Tuesday, May 12, 2009

Remembering Two Fallen G's.

Two baseball G's passed recently. Dom "The Little Professor" DiMaggio and Jack "Lucky" Lohrke.

DiMaggio, besides strongly resembling "Steve" from Sex and the City, is a genuine Bosawk legend who suffered from playing in the shadow of his Yankee brother. Matter of fact, one of the records he still holds-longest hitting streak on the Red Sox-came to an end at the hands of Mr. Coffee.

He didn't sound too bitter about it tho, here's the Little Pro telling it to the NY Times:

First of all, when I hit in 34 games in a row, I was only doing my job. I played every game pretty much as I played any other game. I got my fair share of walks during the streak — I don’t think I chased bad pitches. I was a line-drive hitter. My job was to get on base and let the sluggers like Ted Williams drive me home. I wasn’t even aware of my streak until it was at 22 or 23 games, and I didn’t make a big deal of it.

On the day it ended, Aug. 9, we were playing the Yankees at Fenway Park. Our rivalry with the Yankees was great — every bit as emotional as it is now. The atmosphere was very thick whether we played at Fenway Park or Yankee Stadium. That afternoon we were in third place, six games behind the first-place Yankees, but playing great. We were just entering the pennant race. These were big games.

But when you feel pressure, you do not perform. The first thing you’ve got to do is be completely relaxed. And that’s the way I was. On that day against the Yankees, I felt good. I hit one solid shot to the third baseman that was turned into an out. I got out another couple of times. I was 0 for 4 when I got to the plate in the eighth inning against Vic Raschi, who was a darn good pitcher.
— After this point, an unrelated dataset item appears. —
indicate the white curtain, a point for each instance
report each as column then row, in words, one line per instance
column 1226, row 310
I smacked a line drive right up the middle so hard that it passed Raschi’s ear! He ducked to get out of the way of it! As soon as I hit it, I said, “O.K., that’s 35.” But that ball wouldn’t drop. The ball refused to drop. Joe is standing out there in center field, and he didn’t have to move. He said it himself later — if he hadn’t caught the ball, it would have hit him right between the eyes. So there was no effort on his part. It wasn’t a great play by him, like they’re still saying today. I just hit the ball too damn hard!

But the streak was over, and I didn’t mind that much. (After all, we’d won the game, 6-3.) And hitting streaks didn’t matter to me, even when I hit in another 27 straight in 1951. It’s just a statistic. And the only statistic that really matters to me is hitting .300. I did it four times in my 10 full seasons in the major leagues, and finished with a .298 average lifetime. My only regret is not hitting .300.

It would have meant so much. Enos Slaughter hit exactly .300 in his career — and he’s in the Hall of Fame. Why? Did he hustle any more than I did? Did he have a better arm than I did? Did he run the bases any better than I did? Did he play defense as well as I did? Who knows? All I needed was 12 more hits — only about one per season — and I would have had a .300 average.

But that’s O.K. As I said, I was a leadoff man. I think one of the finest compliments paid to me was from my own teammate, Bobby Doerr. He said to me on more than one occasion, “Dommy, if you had been batting fifth or sixth in the lineup, I am positive you would drive in 100 runs a year.” That to me was the ultimate compliment. Just like the streak, I did what my job called for.

Jack "Lucky" Lohrke had a short career, mostly with the New York Giants. As for that nickname? "He didn't really like that nickname," his son said. "It reminded him of too many things."

What things? From his AP obit:

Mr. Lohrke served in the Army during World War II and fought in the D-day invasion at Normandy and later in the Battle of the Bulge. He recounted how four soldiers, two on each side of him, were killed in combat.

In 1945, Mr. Lohrke was leaving the service when he prepared to board a military transport for the trip home to California. Shortly before takeoff, he was bumped from the flight by a higher-ranking officer. The plane crashed, and all passengers were killed.

In 1946, Mr. Lohrke and his minor league teammates on the Spokane Indians boarded a bus for a ride across the state of Washington. During a lunch stop, Mr. Lohrke got word that he'd been promoted to Triple-A San Diego, took his gear, and hitchhiked home.

That night, the bus careened off a rain-slicked pass through the Cascades mountain range and plummeted into a valley, killing nine players. It remains the most deadly crash involving an American professional baseball team.

By the time he reached the majors, Mr. Lohrke was "Lucky."